Intrazellulären Calcium recycling ([Ca^{2 +}]_ich) spielt eine entscheidende Rolle bei Regulierung der systolischen und diastolischen Funktion in Kardiomyozyten¹. Wie wir wissen, initiiert die Kalzium-induzierte Ca^{2 +} Freigabe der Erregung-Kontraktion Kupplung, die übersetzen des elektrischen Signals zur Kontraktion. Membran-Depolarisation aktiviert die sarcolemmal L-Typ Ca^{2 +} -Kanäle, die Ca^{2 +} induzieren von SR in das Zytoplasma über Ryanodin-Rezeptoren 2 (RyR2) zu befreien. Die vorübergehende erhöhte zytoplasmatischen Ca^{2 +} initiiert Kontraktion der Myofibrillen. Während der Diastole zytoplasmatischen Ca^{2 +} ist Reuptaken in der SR durch die SR Ca^{2 +}-ATPase 2 (SERCA2) und pumpte aus der Cardiomyocyte über die Na⁺-Ca^{2 +} Wärmetauscher (NCX)². Dieser Prozess führt zur Kontraktion-Entspannung-recycling in der Cardiomyocyte.

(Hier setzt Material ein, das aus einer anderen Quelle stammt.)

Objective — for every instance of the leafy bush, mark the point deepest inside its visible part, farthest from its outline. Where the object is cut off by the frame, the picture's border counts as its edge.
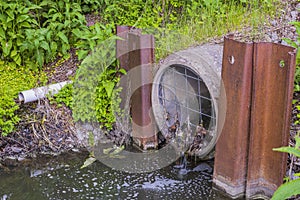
(12, 81)
(93, 96)
(292, 187)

Die kardiale SR ist ein intrazellulären Membran-Netzwerk, die die kontraktile Maschinen umgibt. Es dient als Ca^{2 +} Reservoir für Kontraktion, und es nimmt intrazellulären Ca^{2 +} während der Entspannung. Die SR Ca^{2 +} Reserve für Beats ist bestimmt für kardiale Kontraktilität. Unterdessen ist die Entfernung der intrazellulären Ca^{2 +} für kardiale Diastole von entscheidender Bedeutung. Unter bestimmten pathophysiologischen Bedingungen kann wie Diabetes und Herzinsuffizienz, eingeschränkter Ca^{2 +} Abstand und deprimiert SR Ca^{2 +} Shop in Herzmuskelzellen in den Prozess der kardialen Dysfunktion^{2,3 mit einbezogen werden ,4}.

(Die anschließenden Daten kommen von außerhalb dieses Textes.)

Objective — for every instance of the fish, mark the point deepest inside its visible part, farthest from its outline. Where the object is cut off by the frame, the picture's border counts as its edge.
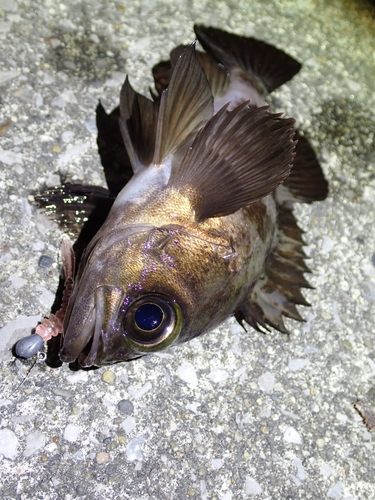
(202, 227)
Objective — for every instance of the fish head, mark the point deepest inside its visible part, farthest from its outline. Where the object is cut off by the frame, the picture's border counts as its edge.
(140, 289)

Zur Messung der SR Ca^{2 +} Release und diastolische Ca^{2 +} Entfernung in Kardiomyozyten, gibt es zwei weit verbreitete Ansätze: die Integrität des aktuellen NCX basierend auf Patch-Clamp^5,6, und die Koffein-induzierte Ca ^{2 +} Puls basierend auf Ca^{2 +} Fluoreszenz imaging^7,8,9. Das erste Verfahren hängt davon ab, dass die Ca^{2 +} SR befreit weitgehend aus der Zelle durch NCX gepumpt wird. Allerdings ist dieser Ansatz von seiner Forderung nach vorgerückte Ausrüstung und geschickte Betrieb begrenzt. In der vorliegenden Studie beschreiben wir eine bequeme Herangehensweise zur SR Ca^{2 +} Reserve und Ca^{2 +} Entfernung in Myozyten Beurteilung durch die Messung eines Koffein-induzierte Ca^{2 +} Puls basiert auf einem Ca^{2 +} Fluoreszenz imaging System. Kurz, wird die intrazelluläre Ca^{2 +} Fluoreszenz durch Fura-2. Durch Vernetzung der Stimulation und Durchblutung System, präsentieren wir Ihnen ein Programm zur Umstellung der Perfusion und Tempo System automatisch. 10 mM Koffein wurde eingesetzt, um schnell total Ca^{2 +} Release in der SR induzieren Der exponentiellen Zerfall Zeitkonstante (Tau) von Kalzium Transienten und Koffein-induzierte Kalzium Impulse wurden von Mono-exponentielle Kurvenanpassung, erhalten, die den Beitrag der SERCA und NCX, diastolische Ca^{2 +} Entfernung entsprechend widerspiegeln.

Protokoll

alle Tierversuche durchgeführt gemäß Protokollen durch die institutionelle Animal Care and Use Committee an Experimental Research Center, China Academy of Chinese Medical Sciences und Zhejiang University genehmigt.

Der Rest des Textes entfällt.